While working on #Fedify, I noticed something about how #Misskey handles #ActivityPub object access.
-
Fedifyを開発していて気づいたことなんですが、MisskeyのActivityPubオブジェクトへのアクセス処理について少し疑問があります。リモートサーバーから、アクセス権限のあるアクターの有効なHTTP Signaturesを含むリクエストでフォロワー限定投稿やDMにアクセスしようとしても、Misskeyは内容を返さずに404を返すようです。どうやらMisskeyはHTTP Signaturesを検証せず、visibilityフィールド(publicとhome)だけを確認しているようです。
Mastodonの場合、authorized fetchを有効にすると、HTTP Signaturesを検証して、リクエストしているアクターに権限があれば内容を返します。MisskeyもMastodonのような仕組みを採用してくれたら、ActivityPubが意図しているアクセス制御のセマンティクスをより適切に尊重できるんじゃないかと思います。他の方も同じようなことに気づかれたことはありますか?それとも、Misskeyがこのような処理をしている特別な理由があるのでしょうか?
#Fedify #Misskey #ActivityPub #Mastodon #authorized_fetch #fedidev
-
For reference, Fedify makes implementing this kind of fine-grained access control quite straightforward—you can check the Fine-grained access control section in the documentation.
-
参考までに、Fedifyではこのようなきめ細かいアクセス制御を簡単に実装できます。ドキュメントの「Fine-grained access control」セクションをご覧ください。
-
R AodeRelay shared this topic
-
Yeah and the replies collection isnt there on misskey either
-
@hongminhee woof. That's an important feature and a lot of the network fabric comes apart in that situation. If you can't refetch remote ActivityPub objects from their source, you have to keep them cached indefinitely. That gets very messy very quickly!
-
@hongminhee woof. That's an important feature and a lot of the network fabric comes apart in that situation. If you can't refetch remote ActivityPub objects from their source, you have to keep them cached indefinitely. That gets very messy very quickly!
@evan@cosocial.ca Yeah, indeed. It's also fragile for network errors.
-
@hongminhee woof. That's an important feature and a lot of the network fabric comes apart in that situation. If you can't refetch remote ActivityPub objects from their source, you have to keep them cached indefinitely. That gets very messy very quickly!
@evan@cosocial.ca to be fair, I think public objects are okay, it's just objects with limited visibility that are affected?
While I agree that they should be accessible when requested, perhaps the developers erred on the side of caution to guard against information leakage?
-
@julian It's "information leakage" to return an ActivityPub object to an actor it was addressed to. That's just communications; it's the whole point of ActivityPub.
-
@julian It's "information leakage" to return an ActivityPub object to an actor it was addressed to. That's just communications; it's the whole point of ActivityPub.

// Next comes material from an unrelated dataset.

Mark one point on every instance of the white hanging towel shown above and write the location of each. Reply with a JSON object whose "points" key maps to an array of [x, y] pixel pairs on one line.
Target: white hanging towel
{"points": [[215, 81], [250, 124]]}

@evan@cosocial.ca not that, I meant, in the case of a logical error/bug that would accidentally return privileged activity data to someone who was not meant to see it. I'm just saying I could see the mental justification in saying "this is non-public data, I'd rather be safe and just not make it accessible on request, and only send the activity".
Not saying it's correct, just maybe providing an explanation.
-
@julian No, I get it. It's just a catastrophically bad engineering decision.